Infra, q. 60, a. 5; In 5 Ethic., lect. 12

Pare che non sia giusto dividere il diritto in naturale e positivo.

Infatti:

1. Ciò che è naturale è immutabile e identico per tutti.

Ora, nelle cose umane non si trova nulla di tal genere: poiché tutte le norme del diritto umano in certi casi sono caduche, e non conservano in tutti i luoghi la loro virtù.

Quindi non esiste un diritto naturale.

2. Si denomina positivo ciò che deriva dalla volontà umana.
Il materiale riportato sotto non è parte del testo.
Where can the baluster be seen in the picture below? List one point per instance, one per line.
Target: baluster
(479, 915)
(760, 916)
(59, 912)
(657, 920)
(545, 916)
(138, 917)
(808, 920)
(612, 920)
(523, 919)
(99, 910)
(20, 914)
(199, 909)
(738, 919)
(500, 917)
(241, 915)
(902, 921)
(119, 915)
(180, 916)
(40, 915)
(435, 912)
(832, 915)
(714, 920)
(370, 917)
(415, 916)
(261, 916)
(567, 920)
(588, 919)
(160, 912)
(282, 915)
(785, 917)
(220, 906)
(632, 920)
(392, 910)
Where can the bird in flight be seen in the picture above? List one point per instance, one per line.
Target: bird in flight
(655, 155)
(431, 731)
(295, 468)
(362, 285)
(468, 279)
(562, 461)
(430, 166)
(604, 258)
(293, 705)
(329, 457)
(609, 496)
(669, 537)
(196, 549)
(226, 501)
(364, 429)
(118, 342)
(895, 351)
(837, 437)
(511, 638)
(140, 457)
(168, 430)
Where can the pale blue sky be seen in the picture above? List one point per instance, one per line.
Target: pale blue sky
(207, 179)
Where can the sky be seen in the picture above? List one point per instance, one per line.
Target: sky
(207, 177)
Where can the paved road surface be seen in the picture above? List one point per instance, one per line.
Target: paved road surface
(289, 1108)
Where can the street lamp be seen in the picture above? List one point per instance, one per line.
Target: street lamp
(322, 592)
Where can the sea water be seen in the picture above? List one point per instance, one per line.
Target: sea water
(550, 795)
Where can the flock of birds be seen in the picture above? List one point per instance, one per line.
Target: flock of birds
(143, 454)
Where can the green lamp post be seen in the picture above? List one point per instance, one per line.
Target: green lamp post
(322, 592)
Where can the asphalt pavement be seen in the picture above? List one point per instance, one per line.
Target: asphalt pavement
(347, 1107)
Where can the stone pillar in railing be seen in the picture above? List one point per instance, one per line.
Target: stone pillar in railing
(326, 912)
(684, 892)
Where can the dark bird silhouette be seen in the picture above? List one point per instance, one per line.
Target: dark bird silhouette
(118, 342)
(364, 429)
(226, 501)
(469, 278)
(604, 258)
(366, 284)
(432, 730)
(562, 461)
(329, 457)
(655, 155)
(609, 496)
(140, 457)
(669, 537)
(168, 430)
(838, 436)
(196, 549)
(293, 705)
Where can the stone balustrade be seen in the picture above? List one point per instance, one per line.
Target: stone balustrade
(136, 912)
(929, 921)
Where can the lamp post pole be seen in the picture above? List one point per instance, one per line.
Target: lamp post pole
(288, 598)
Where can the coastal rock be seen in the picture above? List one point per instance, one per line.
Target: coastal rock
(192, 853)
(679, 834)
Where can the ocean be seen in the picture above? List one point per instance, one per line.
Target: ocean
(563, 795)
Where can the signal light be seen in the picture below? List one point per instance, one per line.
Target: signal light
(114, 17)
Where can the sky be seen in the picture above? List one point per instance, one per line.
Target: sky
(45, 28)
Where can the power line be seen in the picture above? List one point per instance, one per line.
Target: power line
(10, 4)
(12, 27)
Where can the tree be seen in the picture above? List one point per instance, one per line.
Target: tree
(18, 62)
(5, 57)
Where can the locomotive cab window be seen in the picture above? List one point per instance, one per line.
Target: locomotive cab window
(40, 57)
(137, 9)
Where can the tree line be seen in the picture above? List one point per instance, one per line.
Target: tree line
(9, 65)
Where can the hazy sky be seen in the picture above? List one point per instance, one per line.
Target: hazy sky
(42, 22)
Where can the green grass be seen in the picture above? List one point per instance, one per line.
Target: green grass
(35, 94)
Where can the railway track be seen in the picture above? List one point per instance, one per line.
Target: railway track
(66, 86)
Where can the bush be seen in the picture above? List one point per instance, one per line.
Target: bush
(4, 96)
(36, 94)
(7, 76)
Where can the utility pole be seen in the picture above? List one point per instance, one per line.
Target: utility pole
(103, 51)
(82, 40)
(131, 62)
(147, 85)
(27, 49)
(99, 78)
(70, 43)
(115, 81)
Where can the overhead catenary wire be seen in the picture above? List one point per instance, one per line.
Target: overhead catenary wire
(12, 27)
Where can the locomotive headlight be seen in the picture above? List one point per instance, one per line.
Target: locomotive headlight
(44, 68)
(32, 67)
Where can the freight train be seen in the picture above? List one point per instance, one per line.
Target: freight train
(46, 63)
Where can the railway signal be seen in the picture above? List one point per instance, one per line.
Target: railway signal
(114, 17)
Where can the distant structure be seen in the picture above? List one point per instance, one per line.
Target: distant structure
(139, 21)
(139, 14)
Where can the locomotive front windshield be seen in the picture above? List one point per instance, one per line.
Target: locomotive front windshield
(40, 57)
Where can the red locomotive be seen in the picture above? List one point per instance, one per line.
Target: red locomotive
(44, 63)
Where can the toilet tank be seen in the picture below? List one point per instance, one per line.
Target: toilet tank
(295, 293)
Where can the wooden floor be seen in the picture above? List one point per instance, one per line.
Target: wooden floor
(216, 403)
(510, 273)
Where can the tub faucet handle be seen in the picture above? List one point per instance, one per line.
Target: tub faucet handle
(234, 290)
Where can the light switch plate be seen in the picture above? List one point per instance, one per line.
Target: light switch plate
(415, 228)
Ma nessuna cosa può essere giusta perché procede dalla volontà umana: altrimenti questa volontà non potrebbe mai essere ingiusta.

Siccome quindi il giusto si identifica col diritto, o ius, pare che nessun diritto sia positivo.

3. Il diritto divino non è un diritto naturale, essendo esso superiore alla natura umana.

D'altra parte non è positivo: poiché non poggia sull'autorità umana, ma sull'autorità divina.

Quindi non è giusto dividere il diritto in naturale e positivo.

In contrario:

Il Filosofo [ Ethic. 5,7 ] scrive che « del giusto politico, o civile, parte è di origine naturale, parte invece è di origine legale », cioè posto dalla legge.

Dimostrazione:

Come si è già notato [ a. prec. ], il diritto o il giusto consiste in un atto adeguato rispetto ad altri secondo una certa uguaglianza.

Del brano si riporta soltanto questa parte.